Ten years after his F1 debut at Albert Park, Hamilton arrives at the downtown circuit as the leading light of a sport now under new management and featuring wider and faster cars.
Hamilton, 32, was beaten to last year's title by Mercedes team-mate Rosberg, who quit the sport five days later citing the intense pressures of competing.
This year, Hamilton will be face renewed competition from Ferrari and Red Bull, who are expected to close the gap on dominant Mercedes, as well his new team-mate Valtteri Bottas of Finland.
Hamilton is revelling in the new generation of quicker cars, which coincides with American group Liberty Media's takeover and the exit of long-time ringmaster Bernie Ecclestone.
"I'm finding the car is much more physical to drive than in the past," said Hamilton, who is seeking his fourth world title after victories in 2008, 2014 and 2015.
"It's so much faster in the corners. The force you feel on your body and on your neck is much higher.

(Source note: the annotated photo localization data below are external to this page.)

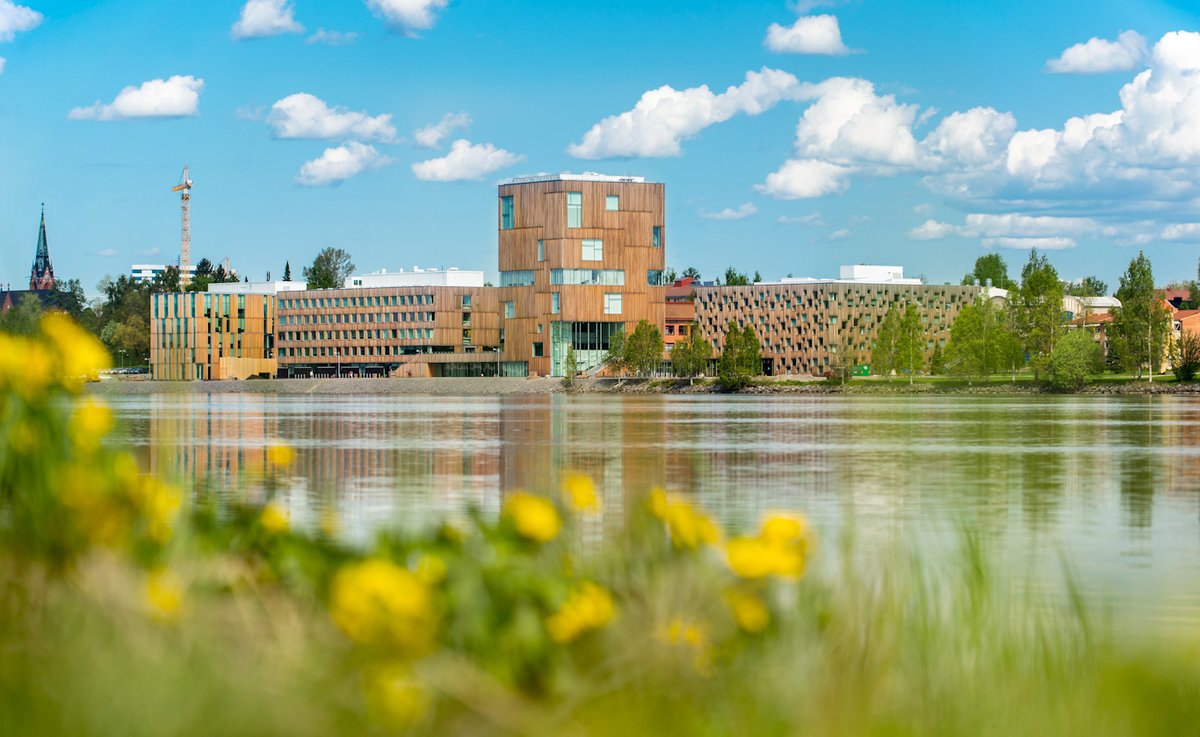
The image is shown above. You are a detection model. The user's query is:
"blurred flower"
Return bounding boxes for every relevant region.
[260,503,289,535]
[0,334,52,400]
[134,478,182,545]
[363,662,428,728]
[40,312,109,391]
[267,444,295,470]
[561,471,600,513]
[546,581,615,643]
[725,513,811,580]
[413,554,447,586]
[503,492,561,543]
[144,568,184,623]
[658,616,713,675]
[725,587,770,634]
[70,398,114,453]
[648,488,719,550]
[330,559,437,655]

I've got bruises and bumps where I've never really had them before."
An overhaul of technical regulations has ushered in wider cars with broader tyres, which are expected to be noisier and provide faster racing, but also put greater physical demands on the drivers.

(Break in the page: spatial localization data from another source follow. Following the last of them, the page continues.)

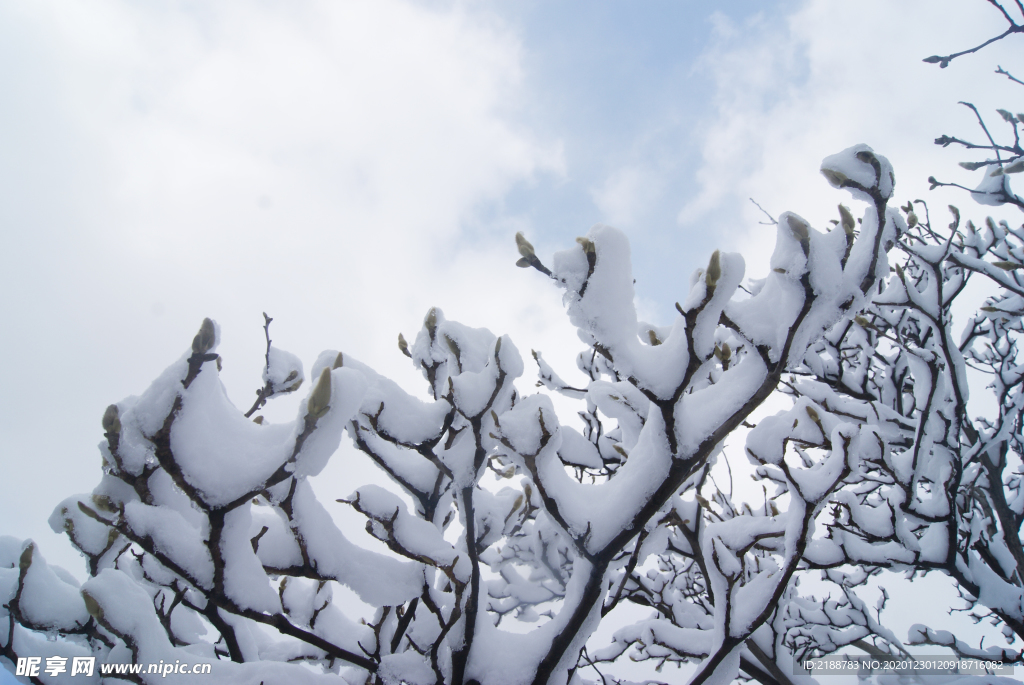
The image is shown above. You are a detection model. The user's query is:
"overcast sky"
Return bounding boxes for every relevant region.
[1,0,1022,670]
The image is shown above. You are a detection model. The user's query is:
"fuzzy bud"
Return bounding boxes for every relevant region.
[1004,159,1024,174]
[821,168,848,188]
[425,308,438,338]
[19,542,34,572]
[102,404,121,435]
[515,232,536,260]
[838,204,856,237]
[992,261,1021,271]
[575,236,595,256]
[192,318,216,354]
[307,367,332,420]
[705,250,721,288]
[82,590,104,621]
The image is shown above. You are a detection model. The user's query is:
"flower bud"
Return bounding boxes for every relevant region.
[82,590,104,621]
[19,542,34,571]
[785,214,810,246]
[575,236,595,256]
[307,367,332,419]
[1004,159,1024,174]
[425,308,438,338]
[992,261,1020,271]
[821,168,848,187]
[838,205,856,237]
[515,232,536,259]
[91,494,117,513]
[705,250,721,288]
[398,333,412,358]
[102,404,121,435]
[192,318,216,354]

"Having spoken to the drivers, these machines are violent -- just like Formula One cars should be," said Mercedes chief Toto Wolff.
"The target with these new regulations was to make this generation of F1 cars the quickest in the history of the sport.
"And looking at the results from testing, we're well on the way to achieving that. It's something that's never been done before and that's a radical change."
Hamilton and Rosberg had a fractious relationship in the Mercedes garage, but Wolff said the Briton and Bottas were "in a great place".
"They have a respectful and friendly relationship from what we've seen in our team briefings so far," he added.
Bottas is yet to win a race but he is confident of improving on his best finish of fifth around the Melbourne circuit, for his former team Williams in 2014.
"It's a big challenge and I'll definitely need to prove myself to a lot of people and my team that I deserve the place," Bottas said.
"But I see it very positively. It's a great opportunity for my career to fight for the wins and even for the championship."
While the Silver Arrows have dominated F1, winning the drivers and constructors titles over the last three years, pre-season testing pointed to other teams pushing hard.
Ferrari topped the timesheets at testing in Barcelona, with Kimi Raikkonen fastest ahead of team-mate Sebastien Vettel.
Ferrari last won at Albert Park in 2007 through Raikkonen, who went on to win the championship that year -- the last time the Italian team lifted the drivers title.
Fight to the finish
"It's impossible to predict anything," said Ferrari's Vettel, a four-time champion with Red Bull from 2010-2013.
"Even the tests in Barcelona only give a basic idea where you stand.
"It is only in the first race that you will know how well you and the others have worked over the winter. We will only get real clarity after three or four races."
Daniel Ricciardo, attempting to become the first Australian F1 world champion since Alan Jones in 1980, believes Red Bull can loosen Mercedes' grip on the titles.
But Ricciardo, who finished third behind Rosberg and Hamilton in last year's standings, said it would be tough to win in Melbourne.
"Can we be the quickest? I think we can. Will it be by Melbourne? Probably not," he said. "We haven't quite been the fastest in testing so I would say we're not the quickest as we stand here today."
But he added that Mercedes would have a "target on them".
"If we can get close to them and get a few wins and somehow end up in a championship fight towards the end of the season then that's what I want."